MK “dengan Pede-nya” menyatakan “permohonan a quo telah jelas maka dengan mendasarkan pada Pasal 54 UU MK, Mahkamah berpendapat tidak terdapat urgensi maupun kebutuhan untuk mendengar keterangan pihak-pihak sebagaimana disebut dalam Pasal 54 UU MK dimaksud.”
“Dengan demikian, perkara ini jelas terkesan terlalu bernafsu untuk cepat-cepat diputus, tanpa mendengar keterangan berbagai pihak dan tanpa pertimbangan yang matang, holistik, objektif, dan berbobot,” tukas Aprillia.
PSHK FH UII menilai, pendirian yang dibangun MK ini memberikan preseden buruk dan noktah hitam dalam perjuangan konstitusional, bahwa sebagai lembaga anak kandung reformasi yang seharusnya melestarikan demokrasi dan menjunjung tinggi konstitusi justru tidak mengindahkan prinsip demokrasi dan batasan kewenangan sebagai ruh dari konstitusi.

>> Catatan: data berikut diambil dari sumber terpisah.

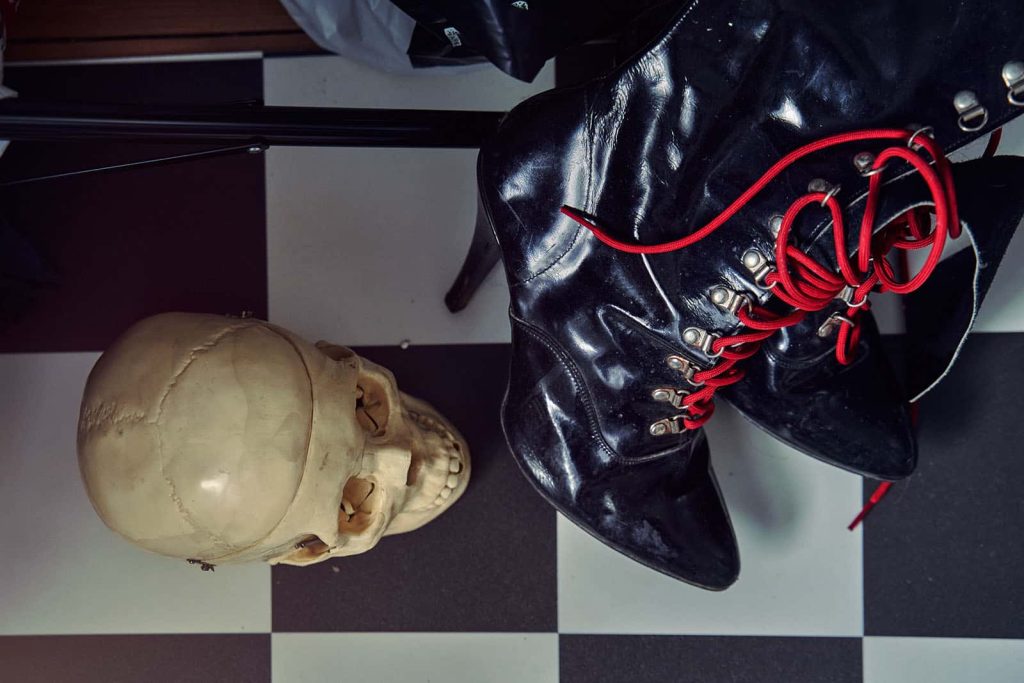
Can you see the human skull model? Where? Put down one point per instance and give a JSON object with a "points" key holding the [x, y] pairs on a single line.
{"points": [[221, 440]]}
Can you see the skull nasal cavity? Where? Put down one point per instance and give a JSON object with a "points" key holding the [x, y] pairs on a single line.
{"points": [[372, 408]]}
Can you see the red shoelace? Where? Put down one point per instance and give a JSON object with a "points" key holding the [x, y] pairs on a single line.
{"points": [[802, 283]]}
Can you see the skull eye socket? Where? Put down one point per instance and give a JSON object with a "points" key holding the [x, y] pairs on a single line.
{"points": [[307, 549], [372, 407], [358, 506]]}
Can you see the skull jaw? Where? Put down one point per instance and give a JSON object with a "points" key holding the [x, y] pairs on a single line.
{"points": [[443, 450]]}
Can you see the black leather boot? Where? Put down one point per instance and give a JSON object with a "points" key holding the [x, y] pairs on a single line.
{"points": [[686, 158]]}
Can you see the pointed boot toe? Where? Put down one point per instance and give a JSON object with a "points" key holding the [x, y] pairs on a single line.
{"points": [[659, 507], [855, 417]]}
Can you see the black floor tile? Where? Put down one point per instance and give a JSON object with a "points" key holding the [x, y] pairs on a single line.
{"points": [[155, 658], [709, 659], [85, 257], [486, 564], [943, 553]]}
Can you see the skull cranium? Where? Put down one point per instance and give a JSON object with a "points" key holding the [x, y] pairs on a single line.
{"points": [[220, 440]]}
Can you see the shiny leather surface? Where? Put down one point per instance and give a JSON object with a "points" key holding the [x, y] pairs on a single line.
{"points": [[659, 146]]}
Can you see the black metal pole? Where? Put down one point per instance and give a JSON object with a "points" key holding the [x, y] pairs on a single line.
{"points": [[302, 126]]}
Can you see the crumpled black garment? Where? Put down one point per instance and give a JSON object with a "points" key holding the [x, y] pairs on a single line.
{"points": [[517, 36]]}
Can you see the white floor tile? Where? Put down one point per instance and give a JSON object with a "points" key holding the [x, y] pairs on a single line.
{"points": [[62, 570], [943, 660], [365, 243], [415, 657], [334, 81], [801, 567]]}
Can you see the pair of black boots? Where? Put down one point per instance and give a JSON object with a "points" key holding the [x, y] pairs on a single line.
{"points": [[708, 220]]}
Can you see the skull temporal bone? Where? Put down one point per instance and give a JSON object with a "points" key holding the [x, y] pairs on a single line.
{"points": [[226, 440]]}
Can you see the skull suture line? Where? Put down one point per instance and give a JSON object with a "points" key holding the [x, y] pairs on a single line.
{"points": [[223, 440]]}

Hal ini rentan sebagai titik balik bagi rakyat untuk mulai menafikan penghormatan yang layak terhadap MK ke depannya.
PSHK FH UII berpendapat, pemberian legitimasi perubahan syarat calon presiden/wakil presiden melalui Putusan Nomor 90/PUU-XXI/2023 yang jelas-jelas mengabaikan logika hukum yang telah dibangun oleh MK sendiri melalui putusan-putusan terdahulu, dengan demikian tidak berlebihan memunculkan pendapat akademis bahwa telah terjadi legalisme otokratis, bahwa hukum digunakan sebagai alat untuk melegitimasi perbuatan/kepentingan para otokrat.
PSHK FH UII kemudian merekomendasikan Penyelenggara Negara (legislatif, eksekutif dan yudikatif) semestinya tetap tunduk pada konstitusi dan tidak menjadikan hukum sebagai alat untuk memuluskan/menguntungkan segelintir orang.
“Hakim Konstitusi seyogyanya menjunjung tinggi nilai-nilai kenegarawanan dengan memperlihatkan sikap yang teguh dan konsisten terhadap penyelenggaraan negara yang konstitusional melalui putusan-putusan yang dibangun atas pertimbangan matang, holistik, objektif, berbobot, logis, dan berkeadilan,” kata Aprillia.
Akademisi dan masyarakat sipil harus tetap memberikan pengawalan dan counter public untuk menciptakan kewarasan dan kejernihan dalam berpikir, serta agar penyelenggaraan negara tetap sesuai dengan hukum dan keadilan.